Nicola Parish, TPR’s executive director of frontline regulation, told a parliamentary inquiry this week that the regulator was “looking at all avenues” for using its powers to recover money for Carillion schemes.
The company went into liquidation on 15 January with just £29m (€33m) in reserves. Its 14 pension schemes had a combined deficit of more than £800m.
The regulator opened an “anti-avoidance” investigation on 18 January.
Frank Field, Labour MP and co-chair of the joint committee investigating the circumstances of Carillion’s demise, pressed Parish over the regulator’s actions against individual directors who, he said, “all made a lot of money out of this company”.
Parish said TPR was “looking into the activities of all of the parties concerned to see what all of the possibilities are for the use of our powers”.
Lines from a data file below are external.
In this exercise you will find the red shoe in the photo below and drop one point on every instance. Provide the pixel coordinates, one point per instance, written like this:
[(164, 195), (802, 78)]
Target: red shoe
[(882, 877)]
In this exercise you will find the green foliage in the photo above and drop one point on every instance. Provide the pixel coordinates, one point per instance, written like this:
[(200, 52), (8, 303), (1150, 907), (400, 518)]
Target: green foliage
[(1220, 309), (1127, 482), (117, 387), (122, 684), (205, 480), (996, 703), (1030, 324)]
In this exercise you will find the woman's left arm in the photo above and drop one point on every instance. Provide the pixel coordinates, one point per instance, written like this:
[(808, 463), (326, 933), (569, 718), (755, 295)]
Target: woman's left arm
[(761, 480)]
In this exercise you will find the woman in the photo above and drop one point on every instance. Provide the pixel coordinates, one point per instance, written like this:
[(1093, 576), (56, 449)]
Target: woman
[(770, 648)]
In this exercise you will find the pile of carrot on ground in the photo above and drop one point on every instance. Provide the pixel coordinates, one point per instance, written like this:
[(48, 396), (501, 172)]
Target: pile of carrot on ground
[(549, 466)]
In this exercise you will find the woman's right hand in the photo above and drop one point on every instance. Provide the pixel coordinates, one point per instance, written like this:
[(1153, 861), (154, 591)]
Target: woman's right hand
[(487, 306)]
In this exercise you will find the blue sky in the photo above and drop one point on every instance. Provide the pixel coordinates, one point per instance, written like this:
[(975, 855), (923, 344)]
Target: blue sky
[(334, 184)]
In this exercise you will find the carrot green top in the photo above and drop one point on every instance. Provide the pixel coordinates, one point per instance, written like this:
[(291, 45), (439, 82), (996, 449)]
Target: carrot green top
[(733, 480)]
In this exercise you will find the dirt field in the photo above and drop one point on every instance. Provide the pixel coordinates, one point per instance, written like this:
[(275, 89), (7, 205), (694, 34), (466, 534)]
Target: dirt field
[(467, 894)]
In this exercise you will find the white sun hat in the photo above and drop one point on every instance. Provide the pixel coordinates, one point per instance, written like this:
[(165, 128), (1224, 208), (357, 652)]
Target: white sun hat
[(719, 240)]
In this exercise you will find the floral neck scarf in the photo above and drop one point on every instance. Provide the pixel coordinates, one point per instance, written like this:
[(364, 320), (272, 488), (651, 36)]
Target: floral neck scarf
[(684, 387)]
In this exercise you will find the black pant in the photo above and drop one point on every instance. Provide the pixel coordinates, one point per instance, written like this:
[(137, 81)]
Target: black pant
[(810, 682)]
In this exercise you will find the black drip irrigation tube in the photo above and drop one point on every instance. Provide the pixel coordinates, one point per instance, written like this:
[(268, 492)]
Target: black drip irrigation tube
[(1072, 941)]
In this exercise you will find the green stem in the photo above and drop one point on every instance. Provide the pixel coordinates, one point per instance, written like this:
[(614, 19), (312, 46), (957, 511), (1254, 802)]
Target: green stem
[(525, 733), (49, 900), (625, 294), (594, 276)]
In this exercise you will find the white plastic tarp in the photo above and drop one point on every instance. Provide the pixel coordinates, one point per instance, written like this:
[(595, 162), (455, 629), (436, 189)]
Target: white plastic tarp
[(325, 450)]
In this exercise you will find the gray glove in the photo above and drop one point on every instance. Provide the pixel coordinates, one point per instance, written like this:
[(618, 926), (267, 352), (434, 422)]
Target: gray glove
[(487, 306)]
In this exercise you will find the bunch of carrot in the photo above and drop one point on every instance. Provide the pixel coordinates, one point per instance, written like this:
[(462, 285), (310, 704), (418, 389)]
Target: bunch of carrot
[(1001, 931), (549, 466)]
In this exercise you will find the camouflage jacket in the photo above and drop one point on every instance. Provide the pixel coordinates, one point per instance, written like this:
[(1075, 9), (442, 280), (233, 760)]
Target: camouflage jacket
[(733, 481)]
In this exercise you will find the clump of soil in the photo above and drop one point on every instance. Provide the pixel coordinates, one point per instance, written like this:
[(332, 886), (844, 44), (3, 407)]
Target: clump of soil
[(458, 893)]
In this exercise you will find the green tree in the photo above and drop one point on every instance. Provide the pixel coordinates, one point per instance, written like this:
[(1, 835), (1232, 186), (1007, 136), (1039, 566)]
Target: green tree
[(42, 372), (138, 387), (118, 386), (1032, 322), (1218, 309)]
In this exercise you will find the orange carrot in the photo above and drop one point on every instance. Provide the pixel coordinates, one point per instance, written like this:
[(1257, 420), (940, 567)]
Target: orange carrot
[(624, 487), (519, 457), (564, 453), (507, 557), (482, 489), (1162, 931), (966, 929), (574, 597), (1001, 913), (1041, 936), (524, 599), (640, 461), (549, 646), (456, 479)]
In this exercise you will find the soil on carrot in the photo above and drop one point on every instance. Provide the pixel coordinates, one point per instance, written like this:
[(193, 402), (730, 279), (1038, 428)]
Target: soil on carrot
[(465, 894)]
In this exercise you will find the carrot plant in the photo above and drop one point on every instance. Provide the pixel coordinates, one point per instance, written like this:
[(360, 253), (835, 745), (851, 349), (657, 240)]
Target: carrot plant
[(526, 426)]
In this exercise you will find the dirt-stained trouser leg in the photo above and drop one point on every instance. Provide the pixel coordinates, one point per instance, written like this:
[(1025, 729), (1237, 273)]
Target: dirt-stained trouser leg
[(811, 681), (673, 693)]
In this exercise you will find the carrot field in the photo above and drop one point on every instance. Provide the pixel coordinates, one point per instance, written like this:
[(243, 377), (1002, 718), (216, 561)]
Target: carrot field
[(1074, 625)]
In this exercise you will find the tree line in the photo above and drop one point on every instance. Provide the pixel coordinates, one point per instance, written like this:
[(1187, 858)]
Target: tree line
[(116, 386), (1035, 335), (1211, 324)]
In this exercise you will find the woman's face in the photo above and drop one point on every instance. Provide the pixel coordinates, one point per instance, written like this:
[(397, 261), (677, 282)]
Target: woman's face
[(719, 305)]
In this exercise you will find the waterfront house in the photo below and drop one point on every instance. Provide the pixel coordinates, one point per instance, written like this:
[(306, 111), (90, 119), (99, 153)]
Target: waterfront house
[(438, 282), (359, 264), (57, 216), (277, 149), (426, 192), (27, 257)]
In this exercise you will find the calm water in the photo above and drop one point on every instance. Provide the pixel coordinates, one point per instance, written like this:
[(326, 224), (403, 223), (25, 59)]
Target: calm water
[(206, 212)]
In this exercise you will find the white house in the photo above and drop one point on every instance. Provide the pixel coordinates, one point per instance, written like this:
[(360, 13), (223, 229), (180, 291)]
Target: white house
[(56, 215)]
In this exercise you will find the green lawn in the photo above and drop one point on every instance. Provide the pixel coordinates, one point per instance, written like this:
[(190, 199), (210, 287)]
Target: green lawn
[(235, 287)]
However, she emphasised that as there were four different agencies all investigating Carillion – TPR, the Financial Conduct Authority, the Insolvency Service, and the Financial Reporting Council – “we are really keen that we don’t trip over each other”.
TPR last year used its anti-avoidance powers to secure £363m from Sir Philip Green to help fund pension schemes attached to high street chain BHS, which he had sold in 2015.
Dominic Chappell, who bought the now-bankrupt company through his firm Retail Acquisitions, was due to be sentenced today over failing to assist the regulator with its investigation.
Carillion director ‘thought pensions were waste of money’
The joint committee also published details of a meeting between the Carillion trustees and TPR from 2013. The trustees called for regulatory assistance after it failed to reach an agreement with the company over funding contributions.
According to the committee’s release: “The regulator queried why the company was reluctant to accept what, on the face of it, appeared to the regulator to look like a reasonable [funding] proposal from the trustees.
“RE’s [Robin Ellison, trustee chairman] understanding was that the finance director, Richard Adam, considered funding pension schemes to be a ‘waste of money’, particularly in respect of deferred members who did not actively contribute towards the business.”
The joint committee, chaired by Field and fellow Labour MP Rachel Reeves, has published a swathe of documents going back nearly 10 years detailing discussions between TPR, the trustees and the company as well as the developing funding situation of the schemes.